September 29, 2023 | Rome, Italy

Things That Fall From the Sky

By |2018-03-21T18:29:19+01:00November 13th, 2004|Recent Reviews|

By Kevin Brockmeier

Vintage Contemporaries, 2002. 214 pages.

A

book of fancies that plays metaphysical tricks on rational premises. There’s the unique opening story — “These Hands” — about writer of fairy tales who becomes an adoring nanny to an infant until he’s shut out by her parents. The title work examines a spinster librarian freed from daily monotony by an old man attracted to strange natural phenomena, and to her. A story called “The Ceiling” traces adultery in terms of being hemmed in, in this case by the slow but literal collapse of the sky.

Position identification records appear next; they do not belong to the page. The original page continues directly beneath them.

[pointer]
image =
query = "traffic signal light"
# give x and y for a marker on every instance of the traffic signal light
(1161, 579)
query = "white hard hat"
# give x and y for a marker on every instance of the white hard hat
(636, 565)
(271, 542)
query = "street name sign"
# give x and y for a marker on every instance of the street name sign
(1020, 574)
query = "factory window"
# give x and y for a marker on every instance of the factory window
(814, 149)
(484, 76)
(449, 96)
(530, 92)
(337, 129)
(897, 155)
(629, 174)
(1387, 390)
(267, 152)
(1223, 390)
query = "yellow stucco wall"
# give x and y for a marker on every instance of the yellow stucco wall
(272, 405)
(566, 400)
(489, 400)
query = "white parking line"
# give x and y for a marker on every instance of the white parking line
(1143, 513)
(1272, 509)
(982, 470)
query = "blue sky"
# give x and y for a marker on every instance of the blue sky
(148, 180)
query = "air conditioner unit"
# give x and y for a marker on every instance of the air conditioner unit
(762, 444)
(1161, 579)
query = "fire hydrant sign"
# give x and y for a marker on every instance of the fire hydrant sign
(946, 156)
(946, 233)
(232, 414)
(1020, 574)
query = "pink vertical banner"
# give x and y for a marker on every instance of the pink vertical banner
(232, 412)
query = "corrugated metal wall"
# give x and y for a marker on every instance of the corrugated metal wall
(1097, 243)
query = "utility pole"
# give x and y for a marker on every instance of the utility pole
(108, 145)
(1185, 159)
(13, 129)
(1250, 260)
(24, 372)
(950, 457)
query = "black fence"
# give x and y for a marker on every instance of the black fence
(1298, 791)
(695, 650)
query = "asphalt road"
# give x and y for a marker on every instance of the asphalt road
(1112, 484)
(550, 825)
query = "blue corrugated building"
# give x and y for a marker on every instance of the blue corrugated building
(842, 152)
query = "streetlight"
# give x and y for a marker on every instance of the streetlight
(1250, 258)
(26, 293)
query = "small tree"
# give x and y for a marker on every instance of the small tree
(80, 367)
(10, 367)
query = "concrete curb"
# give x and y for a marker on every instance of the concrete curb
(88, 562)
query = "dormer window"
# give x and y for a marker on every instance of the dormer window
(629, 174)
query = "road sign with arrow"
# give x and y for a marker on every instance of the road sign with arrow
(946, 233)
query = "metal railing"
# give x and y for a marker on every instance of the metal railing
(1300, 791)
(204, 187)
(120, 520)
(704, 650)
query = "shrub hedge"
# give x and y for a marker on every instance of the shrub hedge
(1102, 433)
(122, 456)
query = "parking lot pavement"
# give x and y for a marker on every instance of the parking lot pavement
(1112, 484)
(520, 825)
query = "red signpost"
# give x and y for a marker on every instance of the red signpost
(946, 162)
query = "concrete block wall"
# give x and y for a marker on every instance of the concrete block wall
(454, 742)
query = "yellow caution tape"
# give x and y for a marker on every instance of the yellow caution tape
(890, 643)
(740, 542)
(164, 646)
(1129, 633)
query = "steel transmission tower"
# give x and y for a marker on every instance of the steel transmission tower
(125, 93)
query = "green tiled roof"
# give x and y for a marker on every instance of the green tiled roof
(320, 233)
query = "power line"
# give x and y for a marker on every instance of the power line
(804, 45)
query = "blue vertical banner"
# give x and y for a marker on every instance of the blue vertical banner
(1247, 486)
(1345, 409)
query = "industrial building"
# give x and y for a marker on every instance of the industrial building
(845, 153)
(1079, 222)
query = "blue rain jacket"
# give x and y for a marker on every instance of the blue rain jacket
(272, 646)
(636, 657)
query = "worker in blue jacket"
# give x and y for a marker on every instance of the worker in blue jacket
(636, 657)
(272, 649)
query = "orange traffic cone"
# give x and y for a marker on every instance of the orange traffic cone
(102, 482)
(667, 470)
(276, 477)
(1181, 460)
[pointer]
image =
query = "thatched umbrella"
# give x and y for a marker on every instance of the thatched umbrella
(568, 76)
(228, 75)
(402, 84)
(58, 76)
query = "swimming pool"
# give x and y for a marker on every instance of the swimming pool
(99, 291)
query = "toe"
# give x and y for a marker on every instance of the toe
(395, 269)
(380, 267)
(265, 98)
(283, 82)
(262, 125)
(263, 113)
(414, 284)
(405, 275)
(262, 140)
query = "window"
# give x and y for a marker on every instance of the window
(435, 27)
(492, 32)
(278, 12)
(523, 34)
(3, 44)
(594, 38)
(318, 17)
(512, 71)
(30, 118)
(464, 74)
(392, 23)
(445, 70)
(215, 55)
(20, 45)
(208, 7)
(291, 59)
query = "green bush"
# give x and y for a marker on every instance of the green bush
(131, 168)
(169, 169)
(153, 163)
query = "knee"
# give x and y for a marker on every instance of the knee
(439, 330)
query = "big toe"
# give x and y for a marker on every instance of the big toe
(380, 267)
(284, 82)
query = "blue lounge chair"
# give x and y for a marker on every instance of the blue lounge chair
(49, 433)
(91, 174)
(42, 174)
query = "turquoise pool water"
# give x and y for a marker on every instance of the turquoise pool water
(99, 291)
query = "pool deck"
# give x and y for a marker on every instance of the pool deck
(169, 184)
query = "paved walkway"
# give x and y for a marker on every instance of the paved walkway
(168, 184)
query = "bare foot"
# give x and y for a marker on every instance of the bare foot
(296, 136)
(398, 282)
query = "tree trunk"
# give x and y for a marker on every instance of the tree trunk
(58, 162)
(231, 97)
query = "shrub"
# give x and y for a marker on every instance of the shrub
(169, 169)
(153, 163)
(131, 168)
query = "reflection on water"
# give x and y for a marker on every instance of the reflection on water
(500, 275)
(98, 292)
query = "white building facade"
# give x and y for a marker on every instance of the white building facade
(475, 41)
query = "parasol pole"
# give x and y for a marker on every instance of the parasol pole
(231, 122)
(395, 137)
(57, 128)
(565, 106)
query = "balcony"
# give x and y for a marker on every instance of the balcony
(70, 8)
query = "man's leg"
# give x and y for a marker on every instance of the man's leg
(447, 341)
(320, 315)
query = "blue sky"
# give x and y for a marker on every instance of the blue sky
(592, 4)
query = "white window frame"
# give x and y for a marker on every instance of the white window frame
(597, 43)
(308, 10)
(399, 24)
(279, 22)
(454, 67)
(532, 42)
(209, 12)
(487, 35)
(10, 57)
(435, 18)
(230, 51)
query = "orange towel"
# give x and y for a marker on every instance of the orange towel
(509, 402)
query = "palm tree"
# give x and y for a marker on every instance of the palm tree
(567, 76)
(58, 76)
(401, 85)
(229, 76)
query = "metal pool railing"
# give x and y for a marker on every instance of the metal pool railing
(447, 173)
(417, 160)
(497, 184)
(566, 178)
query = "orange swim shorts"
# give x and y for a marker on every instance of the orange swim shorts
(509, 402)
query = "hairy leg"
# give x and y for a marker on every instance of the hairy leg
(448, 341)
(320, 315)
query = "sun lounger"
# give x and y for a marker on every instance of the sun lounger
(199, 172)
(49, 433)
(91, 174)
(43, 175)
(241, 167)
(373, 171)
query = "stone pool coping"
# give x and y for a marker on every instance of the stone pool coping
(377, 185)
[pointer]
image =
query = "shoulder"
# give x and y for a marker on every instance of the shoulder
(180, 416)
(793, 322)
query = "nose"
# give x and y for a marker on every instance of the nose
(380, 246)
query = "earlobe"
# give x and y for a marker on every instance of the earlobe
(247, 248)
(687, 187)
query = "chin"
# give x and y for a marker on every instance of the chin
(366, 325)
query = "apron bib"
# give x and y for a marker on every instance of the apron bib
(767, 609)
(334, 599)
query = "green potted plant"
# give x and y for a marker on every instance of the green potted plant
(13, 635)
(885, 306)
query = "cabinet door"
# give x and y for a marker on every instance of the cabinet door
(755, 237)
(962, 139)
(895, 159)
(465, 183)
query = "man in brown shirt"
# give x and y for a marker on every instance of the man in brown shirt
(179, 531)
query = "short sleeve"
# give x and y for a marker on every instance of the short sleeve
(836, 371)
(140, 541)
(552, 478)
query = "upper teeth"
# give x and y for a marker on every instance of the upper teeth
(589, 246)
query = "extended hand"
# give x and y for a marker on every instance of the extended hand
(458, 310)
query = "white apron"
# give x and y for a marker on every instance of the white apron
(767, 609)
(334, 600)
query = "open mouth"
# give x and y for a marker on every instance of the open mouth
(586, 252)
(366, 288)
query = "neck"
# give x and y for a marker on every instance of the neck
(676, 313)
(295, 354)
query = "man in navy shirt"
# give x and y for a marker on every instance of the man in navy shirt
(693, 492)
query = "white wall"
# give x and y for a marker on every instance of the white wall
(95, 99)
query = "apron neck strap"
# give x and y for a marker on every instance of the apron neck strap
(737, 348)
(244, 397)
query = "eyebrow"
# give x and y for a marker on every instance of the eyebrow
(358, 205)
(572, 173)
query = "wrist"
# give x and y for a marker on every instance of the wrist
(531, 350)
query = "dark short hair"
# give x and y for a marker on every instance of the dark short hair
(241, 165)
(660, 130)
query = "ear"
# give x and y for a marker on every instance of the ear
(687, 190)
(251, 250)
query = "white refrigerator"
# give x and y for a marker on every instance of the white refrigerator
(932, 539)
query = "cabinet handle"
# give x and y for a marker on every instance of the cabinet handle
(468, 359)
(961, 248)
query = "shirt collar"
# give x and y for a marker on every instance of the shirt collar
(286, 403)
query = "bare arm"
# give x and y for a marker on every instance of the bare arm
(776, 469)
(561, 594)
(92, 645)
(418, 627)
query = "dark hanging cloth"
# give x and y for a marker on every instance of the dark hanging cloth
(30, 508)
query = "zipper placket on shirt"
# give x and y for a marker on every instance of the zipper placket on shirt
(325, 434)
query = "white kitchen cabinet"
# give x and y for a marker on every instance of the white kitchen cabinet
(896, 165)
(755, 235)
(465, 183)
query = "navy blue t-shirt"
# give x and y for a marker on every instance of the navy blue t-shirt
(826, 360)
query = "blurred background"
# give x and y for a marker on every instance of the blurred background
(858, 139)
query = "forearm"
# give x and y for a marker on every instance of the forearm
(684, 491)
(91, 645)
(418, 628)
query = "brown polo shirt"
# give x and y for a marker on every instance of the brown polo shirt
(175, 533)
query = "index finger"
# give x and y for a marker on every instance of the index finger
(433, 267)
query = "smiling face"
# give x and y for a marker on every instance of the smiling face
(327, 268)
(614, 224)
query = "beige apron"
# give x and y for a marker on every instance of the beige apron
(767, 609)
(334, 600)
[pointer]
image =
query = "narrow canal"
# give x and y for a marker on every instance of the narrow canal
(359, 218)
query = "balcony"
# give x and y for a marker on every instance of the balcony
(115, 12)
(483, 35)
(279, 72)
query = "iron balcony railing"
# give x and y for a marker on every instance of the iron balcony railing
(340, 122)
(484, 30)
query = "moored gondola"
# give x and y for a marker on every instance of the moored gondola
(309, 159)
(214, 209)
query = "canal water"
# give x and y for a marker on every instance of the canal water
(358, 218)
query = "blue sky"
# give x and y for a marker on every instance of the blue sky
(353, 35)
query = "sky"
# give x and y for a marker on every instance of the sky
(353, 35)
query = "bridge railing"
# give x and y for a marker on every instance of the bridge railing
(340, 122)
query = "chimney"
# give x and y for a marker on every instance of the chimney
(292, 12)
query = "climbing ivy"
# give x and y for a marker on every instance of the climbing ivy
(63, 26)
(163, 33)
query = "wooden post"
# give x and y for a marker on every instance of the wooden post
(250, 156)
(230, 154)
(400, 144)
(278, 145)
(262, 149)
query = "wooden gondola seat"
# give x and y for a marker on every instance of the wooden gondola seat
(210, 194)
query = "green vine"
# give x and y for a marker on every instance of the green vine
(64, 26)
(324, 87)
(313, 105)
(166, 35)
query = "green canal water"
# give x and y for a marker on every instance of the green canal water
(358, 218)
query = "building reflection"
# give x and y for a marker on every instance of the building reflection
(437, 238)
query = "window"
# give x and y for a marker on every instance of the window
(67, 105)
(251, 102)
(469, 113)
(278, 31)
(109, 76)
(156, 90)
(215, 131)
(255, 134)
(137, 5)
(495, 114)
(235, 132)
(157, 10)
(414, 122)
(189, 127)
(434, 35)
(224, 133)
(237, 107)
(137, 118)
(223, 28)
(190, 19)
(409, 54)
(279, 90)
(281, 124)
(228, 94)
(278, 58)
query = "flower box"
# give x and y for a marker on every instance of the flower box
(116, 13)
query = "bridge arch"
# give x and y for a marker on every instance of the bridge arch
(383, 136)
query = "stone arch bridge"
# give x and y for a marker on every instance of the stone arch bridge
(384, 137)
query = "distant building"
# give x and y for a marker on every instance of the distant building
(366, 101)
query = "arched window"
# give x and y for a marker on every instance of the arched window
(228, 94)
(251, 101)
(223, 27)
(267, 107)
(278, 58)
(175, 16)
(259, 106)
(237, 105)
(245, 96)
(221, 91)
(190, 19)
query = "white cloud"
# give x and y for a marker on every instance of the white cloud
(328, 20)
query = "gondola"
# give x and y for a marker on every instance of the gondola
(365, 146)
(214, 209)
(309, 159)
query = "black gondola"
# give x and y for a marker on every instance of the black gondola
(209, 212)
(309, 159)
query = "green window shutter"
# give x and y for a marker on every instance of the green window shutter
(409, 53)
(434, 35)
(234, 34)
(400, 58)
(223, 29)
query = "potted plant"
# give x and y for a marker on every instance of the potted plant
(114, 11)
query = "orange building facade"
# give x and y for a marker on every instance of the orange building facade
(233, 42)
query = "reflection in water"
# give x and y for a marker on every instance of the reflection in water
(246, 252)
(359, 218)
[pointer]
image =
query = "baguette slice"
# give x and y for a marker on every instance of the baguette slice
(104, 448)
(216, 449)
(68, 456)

In “Apples,” a school exam on prepositions is a prelude to a youthful first kiss that manages to milk enchantment from the word “betwixt.” The passenger in “The Passenger,” a beautifully quirky lampooning of air travel, is born, bred, and mates on a jet.

Brockmeier’s gift is to invent intimate worlds where the miraculous gives grief and convalescence a chance to converse. The wife of a type founder in “Small Degrees” describes her husband as among those who “can take some forlorn thing from inside themselves and shape it into a coin or a bird.” She could as well have been referring to the author, who is as adroit with elfin magic as with the tannic colors of loss.